The guys at White Walls Gallery were nice enough to sort me a wall a few blocks down the road from the gallery in the Tenderloin. This was by far the largest I have ever painted. I am not the quickest painter as those who know me will testify and it seems that’s was always going to be the case considering I was unfortunate enough to be christened Benjamin SLOW.
Fortunately I was put in contact with a fantastic Oakland based artist called David Polka to collaborate with on the piece and later on Evan Wilson. His beautiful hand style just took it to another level, a real nice mix of portraiture, geometric shapes and calligraphy that worked together really well.
The Tender is a very unique place and in the words of the great Dave Chappelle “There ain’t anything tender about that mutherfucker at all, that shits rough”. Nowhere have I ever seen so many people living on the street (or so openly smoke crack) I guess it’s the weather but it really seems to be a haven for such unfortunate souls. Saying that, 99% of them were very polite and friendly and made for a fun few days.
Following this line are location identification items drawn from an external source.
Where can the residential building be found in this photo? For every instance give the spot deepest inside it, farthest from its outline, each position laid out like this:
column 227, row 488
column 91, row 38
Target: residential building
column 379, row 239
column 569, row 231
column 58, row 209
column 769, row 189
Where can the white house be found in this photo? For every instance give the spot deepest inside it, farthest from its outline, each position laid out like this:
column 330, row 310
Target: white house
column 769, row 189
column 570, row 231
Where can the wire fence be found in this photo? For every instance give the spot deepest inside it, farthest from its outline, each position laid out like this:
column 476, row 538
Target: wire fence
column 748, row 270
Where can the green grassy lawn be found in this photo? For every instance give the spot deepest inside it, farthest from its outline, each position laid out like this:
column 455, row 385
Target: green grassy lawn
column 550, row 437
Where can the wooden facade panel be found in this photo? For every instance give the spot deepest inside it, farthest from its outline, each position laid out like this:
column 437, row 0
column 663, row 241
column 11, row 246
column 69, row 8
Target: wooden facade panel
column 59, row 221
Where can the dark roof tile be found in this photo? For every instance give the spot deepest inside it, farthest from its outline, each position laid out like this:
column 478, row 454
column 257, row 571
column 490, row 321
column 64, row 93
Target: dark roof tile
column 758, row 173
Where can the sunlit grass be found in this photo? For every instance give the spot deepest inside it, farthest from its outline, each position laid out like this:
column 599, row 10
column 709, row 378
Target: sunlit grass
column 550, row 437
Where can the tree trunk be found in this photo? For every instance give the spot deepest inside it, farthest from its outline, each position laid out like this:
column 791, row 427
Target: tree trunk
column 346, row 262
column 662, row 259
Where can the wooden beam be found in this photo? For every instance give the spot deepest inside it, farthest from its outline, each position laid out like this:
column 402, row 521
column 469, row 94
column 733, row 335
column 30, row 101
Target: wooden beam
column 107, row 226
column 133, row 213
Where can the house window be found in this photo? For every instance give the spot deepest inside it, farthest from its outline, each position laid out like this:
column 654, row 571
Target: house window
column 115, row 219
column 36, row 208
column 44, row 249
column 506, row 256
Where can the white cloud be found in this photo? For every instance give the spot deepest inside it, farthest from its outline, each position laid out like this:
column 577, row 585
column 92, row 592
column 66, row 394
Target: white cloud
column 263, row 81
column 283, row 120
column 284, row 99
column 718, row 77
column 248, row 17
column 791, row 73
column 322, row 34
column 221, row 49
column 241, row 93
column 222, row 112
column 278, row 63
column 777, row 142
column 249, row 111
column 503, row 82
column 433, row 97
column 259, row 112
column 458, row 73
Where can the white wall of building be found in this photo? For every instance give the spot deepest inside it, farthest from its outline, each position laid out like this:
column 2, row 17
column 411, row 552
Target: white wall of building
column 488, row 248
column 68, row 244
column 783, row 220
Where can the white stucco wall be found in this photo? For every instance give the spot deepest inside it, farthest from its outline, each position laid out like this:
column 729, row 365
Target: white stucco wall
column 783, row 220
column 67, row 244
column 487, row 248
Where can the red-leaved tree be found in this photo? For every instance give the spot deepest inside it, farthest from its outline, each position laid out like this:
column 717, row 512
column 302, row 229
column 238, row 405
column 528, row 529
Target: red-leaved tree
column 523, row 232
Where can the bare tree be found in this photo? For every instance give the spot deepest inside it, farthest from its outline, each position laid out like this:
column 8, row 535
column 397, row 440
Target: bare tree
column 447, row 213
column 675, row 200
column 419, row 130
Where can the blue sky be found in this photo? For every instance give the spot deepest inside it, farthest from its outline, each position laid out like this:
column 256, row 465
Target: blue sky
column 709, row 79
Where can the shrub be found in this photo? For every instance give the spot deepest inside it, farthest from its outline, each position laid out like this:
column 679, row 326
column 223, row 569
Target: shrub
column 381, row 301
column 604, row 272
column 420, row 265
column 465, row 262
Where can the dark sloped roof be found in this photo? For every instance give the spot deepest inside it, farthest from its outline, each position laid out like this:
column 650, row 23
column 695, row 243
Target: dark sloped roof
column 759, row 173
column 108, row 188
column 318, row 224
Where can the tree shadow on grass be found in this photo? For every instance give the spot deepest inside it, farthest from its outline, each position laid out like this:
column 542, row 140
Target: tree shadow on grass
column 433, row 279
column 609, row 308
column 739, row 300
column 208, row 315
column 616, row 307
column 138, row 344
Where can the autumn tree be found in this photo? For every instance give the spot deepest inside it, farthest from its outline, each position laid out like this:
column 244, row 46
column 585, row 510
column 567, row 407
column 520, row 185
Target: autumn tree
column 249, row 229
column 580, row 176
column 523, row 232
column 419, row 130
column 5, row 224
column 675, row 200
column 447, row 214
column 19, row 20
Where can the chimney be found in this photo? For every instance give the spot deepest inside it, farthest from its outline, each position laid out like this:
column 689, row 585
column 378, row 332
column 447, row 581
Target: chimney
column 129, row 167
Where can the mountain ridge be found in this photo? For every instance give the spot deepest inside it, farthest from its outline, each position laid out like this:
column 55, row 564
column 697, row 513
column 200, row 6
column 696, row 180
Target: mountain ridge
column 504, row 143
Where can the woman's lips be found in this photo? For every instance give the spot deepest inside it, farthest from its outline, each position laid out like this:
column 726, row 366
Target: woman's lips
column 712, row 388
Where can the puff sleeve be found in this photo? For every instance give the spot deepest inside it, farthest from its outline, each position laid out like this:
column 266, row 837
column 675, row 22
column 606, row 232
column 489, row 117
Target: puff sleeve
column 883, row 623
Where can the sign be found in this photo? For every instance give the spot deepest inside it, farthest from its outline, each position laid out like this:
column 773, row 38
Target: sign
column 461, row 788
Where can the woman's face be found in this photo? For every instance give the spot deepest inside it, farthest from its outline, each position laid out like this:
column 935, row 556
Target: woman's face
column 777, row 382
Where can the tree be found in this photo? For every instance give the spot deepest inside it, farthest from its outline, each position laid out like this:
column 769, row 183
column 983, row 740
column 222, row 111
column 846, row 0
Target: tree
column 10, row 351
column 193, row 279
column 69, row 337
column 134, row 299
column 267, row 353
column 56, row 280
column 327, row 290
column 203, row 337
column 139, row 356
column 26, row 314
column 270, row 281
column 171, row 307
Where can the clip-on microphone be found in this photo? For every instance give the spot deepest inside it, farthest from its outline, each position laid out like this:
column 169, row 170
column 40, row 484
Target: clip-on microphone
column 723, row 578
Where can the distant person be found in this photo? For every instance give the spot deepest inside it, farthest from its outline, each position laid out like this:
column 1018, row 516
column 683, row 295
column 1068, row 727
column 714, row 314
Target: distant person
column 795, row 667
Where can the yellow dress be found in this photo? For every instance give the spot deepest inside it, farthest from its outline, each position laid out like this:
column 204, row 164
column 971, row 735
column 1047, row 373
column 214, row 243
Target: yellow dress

I decided for this mural to take on the issue of homelessness. An issue which is very apparent to us all but most people block it out and pretend not to see it, I guess its easier that way.
I came across the work of this incredible portrait photographer called Tom Stone a few years ago and he agreed for me to use one of his images. He captures individuals in such a striking manner. As beautiful as these images are, they are just as harrowing.
The story of the woman in the image is so sad but all too common in such a place and by putting her face up on such a wall in such a location would hopefully make people stop and think, maybe feel some of her pain. I only had 2 days which was nowhere near enough time to do such an image justice so I decided to focus on the eyes. The eyes have always been a very important feature in my work and with such a striking, sad pair of eyes like these, I hope that people will see them and know what it is I am trying to portray.